Contemplating the hoopla about showing breast feeding and pregnant mamas in magazines, I begin to suspect that a simple principle might be at play: A woman's body has no right being bared unless it is for the purpose of arousing a man. I'd bet lunch at Chez Panisse that many of the guys who like strip clubs and read Maxim would be appalled to see a woman nursing in a restaurant. I'd throw in dinner at the French Laundry if the doods who so enjoy watching girl-on-girl action in porn flicks didn't find real lesbians -- the ones whose sex lives aren't simply warm-up acts for straight men -- disgusting and, yeah, threatening.
In last week's column, I suggested that, in today's cult of the leer, "girls have actually grown tamer rather than wilder. Sure, they flash their breasts more readily, just like monkeys perform tricks for peanuts at the San Francisco Zoo. But neither act symbolizes freedom." To those who think it does, and that these budding sexbots are liberated while I'm oh-so-old-school, I can only offer this: America might be the land of liberty, but it's also the land where freedom's just another word for nothing left to lose.
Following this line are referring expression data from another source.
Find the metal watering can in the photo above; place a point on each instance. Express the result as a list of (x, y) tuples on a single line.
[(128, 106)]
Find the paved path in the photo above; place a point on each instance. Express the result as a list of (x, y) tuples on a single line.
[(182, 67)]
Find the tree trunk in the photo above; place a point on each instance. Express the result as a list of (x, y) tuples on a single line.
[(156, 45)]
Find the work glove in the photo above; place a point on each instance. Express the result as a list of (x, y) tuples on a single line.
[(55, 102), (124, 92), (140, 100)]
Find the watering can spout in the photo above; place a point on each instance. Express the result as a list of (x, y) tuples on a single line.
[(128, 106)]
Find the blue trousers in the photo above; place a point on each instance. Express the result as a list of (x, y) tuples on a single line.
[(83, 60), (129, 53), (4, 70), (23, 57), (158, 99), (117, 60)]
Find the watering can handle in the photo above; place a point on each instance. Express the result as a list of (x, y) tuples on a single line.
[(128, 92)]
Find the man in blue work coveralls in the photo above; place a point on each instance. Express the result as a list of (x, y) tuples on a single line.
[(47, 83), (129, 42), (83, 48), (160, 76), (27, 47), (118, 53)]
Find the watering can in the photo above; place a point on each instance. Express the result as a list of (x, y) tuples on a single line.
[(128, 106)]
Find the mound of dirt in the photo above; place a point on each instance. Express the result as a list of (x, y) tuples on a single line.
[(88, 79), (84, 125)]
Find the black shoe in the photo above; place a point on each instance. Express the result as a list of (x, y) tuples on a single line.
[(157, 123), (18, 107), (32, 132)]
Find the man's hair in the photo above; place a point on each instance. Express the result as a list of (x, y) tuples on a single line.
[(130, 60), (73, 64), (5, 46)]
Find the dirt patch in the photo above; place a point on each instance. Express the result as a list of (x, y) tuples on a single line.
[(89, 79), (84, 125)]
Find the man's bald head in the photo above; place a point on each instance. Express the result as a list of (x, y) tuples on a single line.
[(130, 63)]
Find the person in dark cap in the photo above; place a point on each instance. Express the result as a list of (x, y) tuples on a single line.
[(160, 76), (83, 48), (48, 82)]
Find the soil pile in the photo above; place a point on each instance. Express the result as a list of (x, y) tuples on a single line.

And when he's done molesting journalists, Joe Francis is laughing all the way to the bank, your dough in one hand and your freewheelin' girl's mammary in the other. Oh, America, my America. We truly enjoy an embarrassment of riches.
While Joe Francis was abusing Claire Hoffman in Los Angeles, Britain's Daily Mail was running an article by Nirpal Dhaliwal titled "How Feminism Destroyed Real Men." In it, he bemoans the "feminization of men" instigated by the women's movement. He laments that women are now "lumped with flabby he invertebrates, little more than doormats, whom they secretly despise." Deep down, he adds, women want "men who will look them in the eye and tell them to shut up when their hormonal bickering has become too much."
It gets better. Dhaliwal writes, "People might call me a sexist pig, but I am the opposite. I love women." Let us now hopscotch across the Atlantic to the L.A. Times, where Hoffman observes that the "Girls Gone Wild" creator destined to physically assault her "says he loves women, is crazy about them. But sometimes it doesn't sound as though he is."
A warning sound should be going off in the reader's head about now, and the reader should listen. Because at the close of his Daily Mail editorial, Dhaliwal starts preparing an assault of his own. "The female orgasm is the natural mechanism by which men assert dominion over women," he writes, before going on to relate, fairly graphically, how he asserted dominion over his wife after she discovered he was cheating. In sum, he "made strong, passionate love to her," giving "a manful bravura performance" that culminated with the demand, "Who's the boss?"
Dhaliwal's wife happens to be Daily Mail columnist Liz Jones. His essay is illustrated by a picture of the happy couple, looking happy. By the way? The same day her husband's essay ran, Jones offered her own little self-assessment in her regular column: "I am a middle-aged anorexic. I don't know which of those two epithets I found harder to say -- that I am middle-aged, or that I still suffer from an eating disorder. The two, for me, are inextricably linked. I have a fear of growing old, and a fear of growing fat."
Forgive me, America! Stupidity is indeed universal. OK, yes, I'll say it, baby, stop pulling my hair: You're the boss.